Business highlights:

• On the back of our successful IPO, we substantially accelerated our development by delivering 30 net openings in 4Q 2007, for a total of 58 net openings for the year and 33.3% growth to 232 restaurants. We also built a strong pipeline that has already delivered 30 new openings in 2008 to date.

• Our SSSG has showed a positive trend during 2007 with a strong increase in 1Q 2008:

o 13.5% in US\\$ and 6.9% in local currencies in 2007 with 2.5% transactions growth;
o 16.9% in US\\$ and 8.3% in local currencies in 4Q 2007 with 4.8% transactions growth ; and
o 30.7% in US\\$ and 20.7% in local currencies in 1Q of 2008 with 12.9% transaction growth.

• Development:

o In 2007 we expanded our geographical coverage to South Russia with two openings in Rostov-on-Don, and we entered the Estonian market opening our 200th restaurant in Tallinn. We also set the stage for our expansion in early 2Q 2008 to the highly promising Polish market and to Astana and Atyrau in Kazakhstan.

o We expanded our franchise operation to the Russian regions and consolidated our Franchise Recruitment and Support team at corporate level to boost the rollout of our brands and to satisfy the increased demand of potential franchisees in Russian Regions and CIS. By end 2007, we already had 63 franchised restaurants which represented 27.2% of our network.

o At the year end we were operating 6 casual dining restaurants and 3 coffee-shops in Sheremetevo 2 (Moscow), Pulkovo airport (St. Petersburg) and Riga International Airport in Latvia, increasing our presence in airports in accordance with our strategy.

o We also signed a Joint Venture with Whitbread Plc on December 11th to develop the Costa Coffee chain in Russia which includes the re-branding of our existing Moka Loka coffee shops. Already, four months after signing, we have opened our first flagship Costa Coffee in Pushkin square in the center of Moscow in the Izvestia restaurant complex where we serve all our key-brands.

• In addition, by end 2007 we set up an enhanced pricing policy that allows for selective and more frequent price adjustments and menu changes in order to adequately address increasing fluctuation in food supply prices while keeping our mid-priced positioning and margins.

Ms.
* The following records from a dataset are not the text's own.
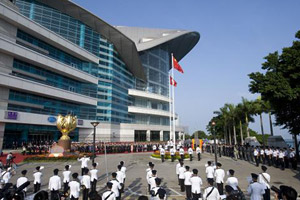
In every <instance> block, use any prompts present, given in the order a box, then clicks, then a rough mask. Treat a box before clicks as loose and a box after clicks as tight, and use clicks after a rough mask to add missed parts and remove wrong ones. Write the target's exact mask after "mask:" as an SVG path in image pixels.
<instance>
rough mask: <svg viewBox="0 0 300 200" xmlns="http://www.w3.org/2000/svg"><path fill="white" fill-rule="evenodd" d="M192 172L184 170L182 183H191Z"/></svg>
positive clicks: (186, 183)
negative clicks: (183, 181) (190, 180)
mask: <svg viewBox="0 0 300 200" xmlns="http://www.w3.org/2000/svg"><path fill="white" fill-rule="evenodd" d="M192 175H193V173H192V172H190V171H186V172H184V185H192V183H191V181H190V179H191V177H192Z"/></svg>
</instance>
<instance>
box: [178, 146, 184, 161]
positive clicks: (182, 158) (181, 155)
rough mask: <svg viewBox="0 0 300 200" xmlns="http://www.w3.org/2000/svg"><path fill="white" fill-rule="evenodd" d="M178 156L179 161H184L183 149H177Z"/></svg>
mask: <svg viewBox="0 0 300 200" xmlns="http://www.w3.org/2000/svg"><path fill="white" fill-rule="evenodd" d="M179 155H180V157H181V159H182V160H184V149H183V148H182V147H180V149H179Z"/></svg>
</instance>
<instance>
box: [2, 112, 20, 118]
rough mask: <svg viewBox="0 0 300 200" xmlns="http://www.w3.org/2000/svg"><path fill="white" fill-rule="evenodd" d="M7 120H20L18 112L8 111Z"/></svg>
mask: <svg viewBox="0 0 300 200" xmlns="http://www.w3.org/2000/svg"><path fill="white" fill-rule="evenodd" d="M5 119H12V120H17V119H18V112H13V111H6V112H5Z"/></svg>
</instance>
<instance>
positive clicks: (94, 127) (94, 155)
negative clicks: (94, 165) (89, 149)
mask: <svg viewBox="0 0 300 200" xmlns="http://www.w3.org/2000/svg"><path fill="white" fill-rule="evenodd" d="M99 123H100V122H91V124H92V126H93V127H94V135H93V164H94V163H95V157H96V154H95V149H96V127H97V126H98V124H99Z"/></svg>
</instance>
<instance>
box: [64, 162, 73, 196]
mask: <svg viewBox="0 0 300 200" xmlns="http://www.w3.org/2000/svg"><path fill="white" fill-rule="evenodd" d="M70 168H71V165H66V166H65V171H63V184H64V194H66V193H67V192H68V190H69V182H70V175H71V171H70Z"/></svg>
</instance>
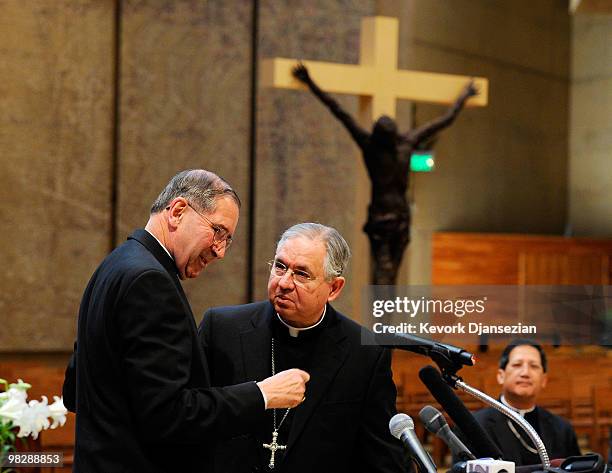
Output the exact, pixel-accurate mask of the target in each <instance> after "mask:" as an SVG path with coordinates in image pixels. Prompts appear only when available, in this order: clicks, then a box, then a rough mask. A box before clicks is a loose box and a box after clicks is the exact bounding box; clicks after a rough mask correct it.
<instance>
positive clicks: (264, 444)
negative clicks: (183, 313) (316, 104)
mask: <svg viewBox="0 0 612 473" xmlns="http://www.w3.org/2000/svg"><path fill="white" fill-rule="evenodd" d="M275 374H276V365H275V364H274V337H272V376H274V375H275ZM290 410H291V408H290V407H289V408H287V410H286V411H285V413H284V414H283V417H282V419H281V421H280V423H279V424H278V425H276V409H272V419H273V422H274V423H273V427H274V430H273V431H272V441H271V442H270V443H264V444H263V447H264V448H266V449H268V450H270V463H269V464H268V467H269V468H270V469H271V470H273V469H274V460H275V459H274V457H275V455H276V451H277V450H286V449H287V446H286V445H280V444H279V443H278V442H277V440H278V429H280V428H281V425H283V422H285V419H286V418H287V416H288V415H289V411H290Z"/></svg>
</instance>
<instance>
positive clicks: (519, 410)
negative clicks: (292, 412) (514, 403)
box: [500, 394, 535, 417]
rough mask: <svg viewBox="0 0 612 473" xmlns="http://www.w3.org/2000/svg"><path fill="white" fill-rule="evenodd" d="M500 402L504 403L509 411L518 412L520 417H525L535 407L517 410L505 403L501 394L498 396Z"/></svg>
mask: <svg viewBox="0 0 612 473" xmlns="http://www.w3.org/2000/svg"><path fill="white" fill-rule="evenodd" d="M500 400H501V402H502V403H504V404H505V405H506V406H508V407H509V408H510V409H512V410H513V411H515V412H518V413H519V414H520V415H521V417H525V414H528V413H529V412H532V411H533V410H534V409H535V406H532V407H530V408H529V409H519V408H517V407H514V406H512V405H510V403H509V402H508V401H506V398H505V397H504V395H503V394H502V395H501V396H500Z"/></svg>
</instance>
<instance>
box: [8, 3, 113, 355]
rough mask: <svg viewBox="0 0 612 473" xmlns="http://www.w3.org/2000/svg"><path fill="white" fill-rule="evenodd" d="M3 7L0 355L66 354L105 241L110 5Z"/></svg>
mask: <svg viewBox="0 0 612 473" xmlns="http://www.w3.org/2000/svg"><path fill="white" fill-rule="evenodd" d="M0 11H1V12H2V15H0V31H1V32H2V34H0V70H2V79H1V80H0V110H2V113H0V149H1V150H2V151H1V153H0V160H1V162H2V172H1V173H0V202H1V203H2V204H1V205H0V219H1V220H2V222H3V224H4V225H3V231H2V232H1V233H0V242H1V246H2V271H0V287H1V288H2V297H0V352H2V351H31V350H67V349H69V348H70V347H71V346H72V341H73V339H74V334H75V331H76V314H77V310H78V305H79V301H80V298H81V294H82V291H83V289H84V287H85V285H86V284H87V280H88V278H89V276H90V274H91V272H92V271H93V269H94V268H95V266H96V265H97V263H98V261H99V260H100V259H101V258H102V257H103V256H104V255H105V253H106V252H107V251H108V248H109V228H110V189H111V181H110V169H111V168H110V162H111V160H110V158H111V149H112V147H111V136H112V133H111V129H112V77H113V36H114V32H113V28H114V2H112V1H110V0H107V1H103V0H78V1H74V0H63V1H60V0H40V1H35V2H24V1H21V0H5V1H2V2H0Z"/></svg>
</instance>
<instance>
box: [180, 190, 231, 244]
mask: <svg viewBox="0 0 612 473" xmlns="http://www.w3.org/2000/svg"><path fill="white" fill-rule="evenodd" d="M187 205H188V206H189V207H191V208H192V209H193V210H194V212H195V213H197V214H198V215H199V216H200V217H202V218H203V219H204V220H205V221H206V223H208V224H209V225H210V228H212V229H213V232H215V234H214V235H213V244H215V245H217V246H218V245H221V244H222V243H225V249H226V250H227V249H228V248H229V247H230V246H231V244H232V242H233V241H234V240H233V238H232V236H231V235H230V233H229V232H228V231H227V230H226V229H225V228H223V227H220V226H219V225H216V224H214V223H212V222H211V221H210V220H209V219H208V218H206V216H205V215H202V214H201V213H200V212H198V211H197V209H196V208H195V207H194V206H193V205H191V204H190V203H189V202H187Z"/></svg>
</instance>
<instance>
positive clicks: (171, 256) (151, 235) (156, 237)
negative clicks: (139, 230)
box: [145, 228, 174, 261]
mask: <svg viewBox="0 0 612 473" xmlns="http://www.w3.org/2000/svg"><path fill="white" fill-rule="evenodd" d="M145 230H146V231H147V233H149V235H151V236H152V237H153V238H155V240H157V243H159V246H161V247H162V248H163V249H164V251H165V252H166V253H168V256H170V259H171V260H172V261H174V258H173V257H172V255H171V254H170V252H169V251H168V248H166V247H165V246H164V245H163V244H162V242H161V241H159V239H158V238H157V237H156V236H155V235H153V234H152V233H151V232H150V231H149V230H147V229H146V228H145Z"/></svg>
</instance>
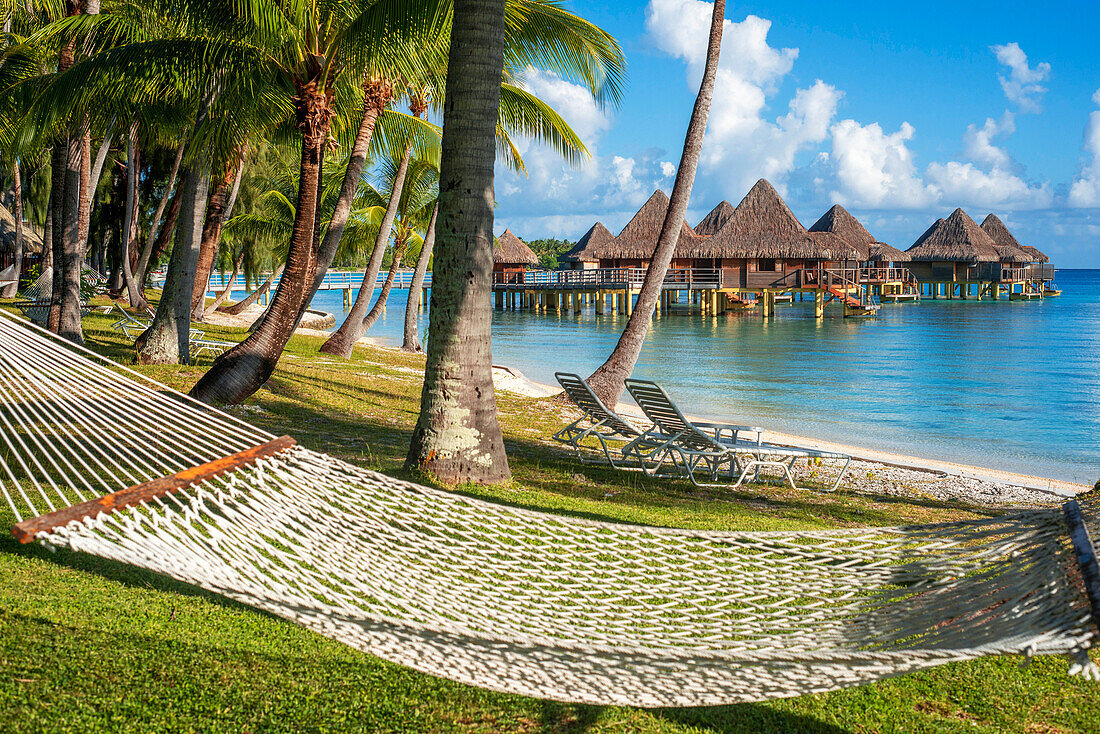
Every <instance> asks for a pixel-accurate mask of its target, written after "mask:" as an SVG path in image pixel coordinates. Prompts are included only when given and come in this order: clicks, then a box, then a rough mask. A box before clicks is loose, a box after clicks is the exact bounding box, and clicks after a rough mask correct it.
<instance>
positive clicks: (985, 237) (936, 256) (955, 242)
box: [906, 209, 1001, 263]
mask: <svg viewBox="0 0 1100 734" xmlns="http://www.w3.org/2000/svg"><path fill="white" fill-rule="evenodd" d="M906 252H909V254H910V258H911V259H912V260H913V261H917V262H921V261H924V262H948V263H950V262H956V263H958V262H965V263H996V262H1000V260H1001V253H1000V252H999V251H998V250H997V245H996V244H994V242H993V239H992V238H991V237H989V234H987V233H986V230H983V229H982V228H980V227H978V224H977V222H975V221H974V220H972V219H970V217H968V216H967V213H966V212H965V211H963V210H961V209H956V210H955V211H953V212H952V216H950V217H948V218H947V219H941V220H937V221H936V223H935V224H933V226H932V227H931V228H928V230H927V231H926V232H925V233H924V234H922V235H921V237H920V239H917V241H916V242H915V243H914V244H913V247H912V248H910V249H909V250H908V251H906Z"/></svg>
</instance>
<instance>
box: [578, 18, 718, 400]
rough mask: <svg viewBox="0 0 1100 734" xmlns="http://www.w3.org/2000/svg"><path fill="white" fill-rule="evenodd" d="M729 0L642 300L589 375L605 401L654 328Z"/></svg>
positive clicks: (711, 83)
mask: <svg viewBox="0 0 1100 734" xmlns="http://www.w3.org/2000/svg"><path fill="white" fill-rule="evenodd" d="M725 10H726V3H725V0H715V3H714V11H713V15H712V17H711V37H709V40H708V42H707V48H706V66H705V68H704V70H703V80H702V83H701V84H700V88H698V96H697V97H696V98H695V108H694V109H693V110H692V116H691V121H690V122H689V123H687V134H686V135H685V136H684V149H683V155H681V156H680V167H679V168H678V169H676V180H675V183H674V184H673V186H672V196H671V197H670V199H669V208H668V212H667V213H665V215H664V224H663V227H661V234H660V237H659V238H658V240H657V249H656V250H654V251H653V259H652V260H651V261H650V263H649V269H648V270H647V271H646V280H645V281H643V282H642V284H641V291H640V292H639V294H638V305H637V306H636V307H635V309H634V313H632V314H631V315H630V320H629V321H627V325H626V328H625V329H623V335H621V336H620V337H619V340H618V343H617V344H616V346H615V350H614V351H613V352H612V353H610V355H609V357H608V358H607V361H606V362H604V363H603V364H602V365H599V368H597V369H596V371H595V372H593V373H592V375H591V376H590V377H588V379H587V383H588V385H590V386H591V387H592V392H594V393H595V394H596V395H598V396H599V399H602V401H603V402H604V405H615V404H616V403H618V399H619V397H621V395H623V390H624V386H625V382H626V379H627V377H629V376H630V373H631V372H632V371H634V365H635V364H636V363H637V362H638V355H639V354H641V344H642V342H643V341H645V339H646V332H647V331H648V330H649V324H650V320H651V319H652V317H653V308H654V307H656V306H657V299H658V297H659V296H660V294H661V288H662V287H663V284H664V276H665V274H667V273H668V271H669V264H670V263H671V262H672V254H673V253H674V252H675V249H676V242H678V241H679V239H680V230H681V223H682V222H683V220H684V215H685V213H686V211H687V200H689V199H690V198H691V189H692V185H693V183H694V180H695V167H696V166H697V165H698V156H700V152H701V151H702V149H703V133H704V132H705V131H706V119H707V116H708V113H709V110H711V97H712V95H713V92H714V76H715V73H716V72H717V67H718V52H719V50H720V47H722V23H723V19H724V17H725Z"/></svg>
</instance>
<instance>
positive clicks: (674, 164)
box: [496, 0, 1100, 267]
mask: <svg viewBox="0 0 1100 734" xmlns="http://www.w3.org/2000/svg"><path fill="white" fill-rule="evenodd" d="M570 7H571V9H572V10H574V11H575V12H577V13H579V14H581V15H583V17H584V18H587V19H588V20H591V21H593V22H595V23H596V24H598V25H601V26H602V28H604V29H605V30H607V31H608V32H610V33H612V34H613V35H614V36H615V37H616V39H617V40H618V41H619V43H620V44H621V46H623V50H624V52H625V54H626V58H627V65H628V81H627V88H626V92H625V95H624V98H623V100H621V105H620V106H619V107H618V108H617V109H603V110H602V109H598V108H597V107H596V105H595V103H594V102H593V100H592V98H591V96H588V95H587V92H586V91H585V90H584V89H582V88H580V87H577V86H576V85H572V84H570V83H569V81H568V80H564V79H558V78H555V77H553V76H550V75H547V74H541V73H533V74H531V75H529V77H528V79H527V86H528V87H529V88H530V89H531V90H532V91H535V92H536V94H539V95H540V96H542V97H543V98H546V99H548V100H549V101H550V102H551V103H553V105H554V107H555V108H557V109H558V110H559V111H560V112H561V113H562V114H563V117H565V119H566V120H569V121H570V123H571V124H572V125H573V127H574V128H575V129H576V130H577V132H579V133H580V134H581V135H582V138H583V139H584V140H585V142H586V144H587V145H588V147H590V149H591V150H592V152H593V156H592V158H591V160H590V161H588V162H587V163H586V164H585V165H584V166H582V167H579V168H570V167H569V166H565V165H563V164H562V163H561V162H560V160H558V158H557V156H554V155H553V154H552V153H551V152H550V151H547V150H544V149H542V147H541V146H540V145H538V144H528V145H526V160H527V163H528V167H529V174H530V175H529V176H527V177H522V176H517V175H515V174H511V173H508V172H505V171H503V169H499V168H498V177H497V187H496V188H497V190H496V196H497V201H498V207H497V213H496V217H497V229H498V230H499V231H503V230H504V228H505V227H510V228H511V229H513V231H515V232H516V233H517V234H519V235H520V237H521V238H525V239H537V238H540V237H565V238H569V239H576V238H577V237H580V235H581V234H583V233H584V231H585V230H587V228H588V227H590V226H591V224H592V223H593V222H595V221H596V220H599V221H603V222H604V223H605V224H606V226H607V227H608V228H609V229H610V230H612V231H613V232H617V231H618V230H619V229H620V228H621V227H623V226H624V224H625V223H626V221H627V220H628V219H629V218H630V216H631V215H632V213H634V211H636V210H637V208H638V207H639V206H640V205H641V204H642V202H643V201H645V200H646V199H647V198H648V197H649V195H650V194H651V193H652V190H653V189H654V188H658V187H661V188H663V189H664V190H665V191H668V190H670V189H671V186H672V175H673V173H674V165H675V163H676V162H678V161H679V157H680V150H681V146H682V144H683V134H684V130H685V127H686V123H687V117H689V116H690V113H691V108H692V103H693V101H694V95H695V91H696V89H697V84H698V76H700V74H701V73H702V62H703V54H704V52H705V37H706V36H705V33H706V30H707V23H708V20H709V12H711V4H709V3H706V2H702V1H701V0H646V1H645V2H642V1H639V2H615V3H602V2H593V1H586V0H574V1H573V2H572V3H571V6H570ZM726 19H727V25H726V29H725V37H724V43H723V56H722V66H720V70H719V76H718V80H717V84H716V88H715V100H714V105H713V107H712V113H711V121H709V124H708V128H707V138H706V142H705V144H704V152H703V160H702V162H701V165H700V172H698V175H697V177H696V182H695V188H694V190H693V195H692V205H691V212H690V216H689V220H690V221H691V222H692V223H694V222H695V221H697V219H700V218H702V216H703V215H705V213H706V211H708V210H709V209H711V208H712V207H713V206H714V205H716V204H717V202H718V201H720V200H722V199H728V200H729V201H731V202H733V204H735V205H736V204H737V201H739V200H740V198H741V197H742V196H744V195H745V194H746V191H747V190H748V188H749V186H751V184H752V183H753V182H755V180H756V179H758V178H761V177H764V178H768V179H769V180H771V182H772V184H774V185H775V186H777V188H778V189H779V190H780V191H781V193H782V194H783V195H784V196H785V198H787V200H788V202H789V204H790V205H791V208H792V209H793V210H794V212H795V213H796V215H798V216H799V217H800V218H801V219H802V220H803V223H805V224H806V226H807V227H809V226H810V224H811V223H813V221H814V220H815V219H816V218H817V217H818V216H820V215H821V213H822V212H824V211H825V210H826V209H827V208H828V207H829V206H832V205H833V204H834V202H840V204H843V205H845V206H846V207H847V208H848V209H849V210H851V211H853V213H855V215H856V216H857V217H859V218H860V219H861V220H862V221H864V223H865V224H867V227H868V228H869V229H870V230H871V232H872V234H875V235H876V237H878V238H879V239H881V240H883V241H887V242H890V243H892V244H894V245H897V247H900V248H902V249H905V248H908V247H909V245H910V244H912V242H913V241H914V240H915V239H916V237H917V235H919V234H920V233H921V232H923V231H924V230H925V229H926V228H927V227H928V224H930V223H932V221H934V220H935V219H936V218H937V217H945V216H947V215H948V213H949V212H950V211H952V210H954V209H955V208H956V207H959V206H961V207H963V208H964V209H966V210H967V212H968V213H969V215H970V216H971V217H974V218H975V219H976V220H977V221H981V219H982V218H985V216H986V215H987V213H988V212H990V211H994V212H997V213H998V215H999V216H1000V217H1001V218H1002V219H1004V221H1005V222H1007V223H1008V224H1009V227H1010V229H1012V230H1013V232H1014V233H1015V234H1016V237H1018V239H1020V241H1021V242H1023V243H1025V244H1034V245H1036V247H1038V248H1041V249H1042V250H1044V251H1046V252H1047V253H1048V254H1051V255H1052V258H1053V259H1054V260H1055V262H1056V264H1058V265H1062V266H1066V267H1100V63H1098V62H1100V57H1098V56H1100V54H1098V52H1097V50H1096V45H1095V44H1096V37H1097V29H1098V28H1100V3H1095V2H1089V3H1084V2H1082V3H1044V6H1043V8H1042V12H1036V9H1035V6H1034V4H1033V3H1029V4H1024V3H1015V2H1001V3H992V2H989V3H987V2H970V3H946V2H936V1H930V2H926V3H923V4H920V6H905V7H900V6H897V4H894V3H881V2H876V3H870V2H845V3H821V2H803V1H799V2H783V3H780V2H752V3H728V4H727V6H726Z"/></svg>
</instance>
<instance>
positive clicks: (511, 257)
mask: <svg viewBox="0 0 1100 734" xmlns="http://www.w3.org/2000/svg"><path fill="white" fill-rule="evenodd" d="M493 262H494V263H506V264H508V265H537V264H538V262H539V256H538V255H537V254H535V251H533V250H531V249H530V248H528V247H527V243H526V242H524V241H522V240H520V239H519V238H518V237H516V235H515V234H513V233H511V230H510V229H506V230H504V234H502V235H500V237H498V238H497V239H496V242H494V243H493Z"/></svg>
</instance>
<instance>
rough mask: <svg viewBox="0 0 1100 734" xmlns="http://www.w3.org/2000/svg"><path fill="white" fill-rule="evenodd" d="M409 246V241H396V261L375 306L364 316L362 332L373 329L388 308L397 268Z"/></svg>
mask: <svg viewBox="0 0 1100 734" xmlns="http://www.w3.org/2000/svg"><path fill="white" fill-rule="evenodd" d="M406 247H408V241H407V240H406V241H405V242H399V243H394V261H393V262H392V263H389V272H387V273H386V282H385V283H383V284H382V291H381V292H379V293H378V297H377V298H376V299H375V302H374V306H372V307H371V310H370V311H367V314H366V316H365V317H363V326H362V328H361V332H362V333H366V332H367V331H370V330H371V327H373V326H374V325H375V324H376V322H377V320H378V317H379V316H382V311H384V310H385V309H386V302H387V300H389V293H390V292H392V291H393V288H394V280H395V278H396V277H397V269H398V267H400V264H401V258H404V256H405V248H406Z"/></svg>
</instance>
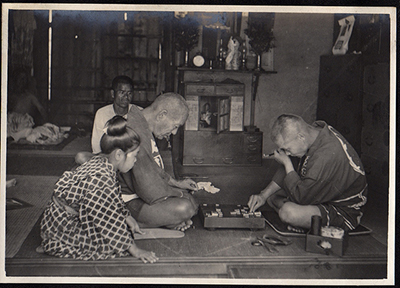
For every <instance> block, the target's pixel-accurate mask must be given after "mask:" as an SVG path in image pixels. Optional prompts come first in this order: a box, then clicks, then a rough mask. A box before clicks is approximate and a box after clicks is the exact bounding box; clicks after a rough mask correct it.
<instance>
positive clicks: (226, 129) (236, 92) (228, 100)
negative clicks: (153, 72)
mask: <svg viewBox="0 0 400 288" xmlns="http://www.w3.org/2000/svg"><path fill="white" fill-rule="evenodd" d="M184 95H185V98H186V101H187V103H188V105H189V117H188V120H187V121H186V123H185V130H192V131H204V130H208V131H216V132H217V133H220V132H222V131H243V113H244V110H243V106H244V84H224V83H213V84H209V83H185V94H184Z"/></svg>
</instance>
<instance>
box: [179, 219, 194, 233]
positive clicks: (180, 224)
mask: <svg viewBox="0 0 400 288" xmlns="http://www.w3.org/2000/svg"><path fill="white" fill-rule="evenodd" d="M192 224H193V221H192V220H187V221H184V222H182V223H181V224H178V225H176V226H175V227H174V229H175V230H179V231H182V232H184V231H186V230H187V229H189V228H190V227H191V226H192Z"/></svg>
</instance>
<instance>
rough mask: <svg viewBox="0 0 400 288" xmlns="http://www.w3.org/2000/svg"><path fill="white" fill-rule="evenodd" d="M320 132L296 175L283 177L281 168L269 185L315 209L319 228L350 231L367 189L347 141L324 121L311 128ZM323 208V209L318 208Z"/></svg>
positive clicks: (351, 151) (357, 216)
mask: <svg viewBox="0 0 400 288" xmlns="http://www.w3.org/2000/svg"><path fill="white" fill-rule="evenodd" d="M313 125H314V126H315V127H320V128H321V132H320V133H319V135H318V137H317V139H316V140H315V141H314V143H313V144H312V145H311V147H310V149H309V150H308V152H307V153H306V155H305V157H304V159H302V160H303V161H301V163H300V165H299V168H298V169H297V171H296V172H295V171H292V172H290V173H288V174H287V175H286V172H285V169H284V167H283V165H282V166H281V167H280V168H279V169H280V170H279V171H278V172H277V173H276V174H275V175H274V177H273V179H272V180H273V181H274V182H275V183H277V184H278V185H279V186H280V187H282V188H283V189H284V190H285V191H286V193H287V195H288V198H289V199H290V201H292V202H294V203H298V204H300V205H317V206H318V207H319V209H320V211H321V214H322V216H323V217H322V224H323V225H334V226H338V227H341V228H343V229H346V230H353V229H355V227H357V225H359V224H360V221H361V217H362V216H363V209H364V205H365V204H366V202H367V194H368V185H367V180H366V177H365V172H364V168H363V165H362V163H361V160H360V158H359V156H358V155H357V153H356V151H355V150H354V149H353V147H352V146H351V145H350V144H349V143H348V142H347V140H346V139H345V138H344V137H343V136H342V135H341V134H340V133H339V132H338V131H336V130H335V129H333V128H332V127H331V126H329V125H328V124H326V123H325V122H324V121H316V122H314V124H313ZM322 204H324V205H322Z"/></svg>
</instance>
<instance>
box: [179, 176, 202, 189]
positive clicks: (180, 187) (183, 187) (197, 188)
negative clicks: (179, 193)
mask: <svg viewBox="0 0 400 288" xmlns="http://www.w3.org/2000/svg"><path fill="white" fill-rule="evenodd" d="M178 185H179V188H182V189H187V190H193V191H197V190H198V189H199V187H197V183H196V182H195V181H193V180H192V179H190V178H186V179H184V180H181V181H178Z"/></svg>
Lori Daytner, CEO commented:

“2007, our first year as a listed company, has been an exciting year for our team and has set the foundation for our accelerated growth and increased coverage in our wide geography. In 2007 we took two strategic decisions that had a positive impact in achieving our goals of increasing our loyal guests base and preparing our regional platform for a profitable and fast rollout of our core brands. We substantially increased our marketing investment in Russian regions and CIS and, in the fourth quarter, we decided to absorb food cost inflation, delaying our menu price adjustments till end year. Such delay had the double purpose of strengthening our mid-priced positioning in the mind of our guests and allowing us to set up a much more flexible process for frequent price and menu changes. This resulted in lower profitability in 2007 compared with our initial expectations but our strong SSSG (L-f-L) growth of 30.7% in US\\$ in 1Q 2008, with a 12.9% increase in number of transactions, shows that our strategy was appropriate and positions us well for the future”.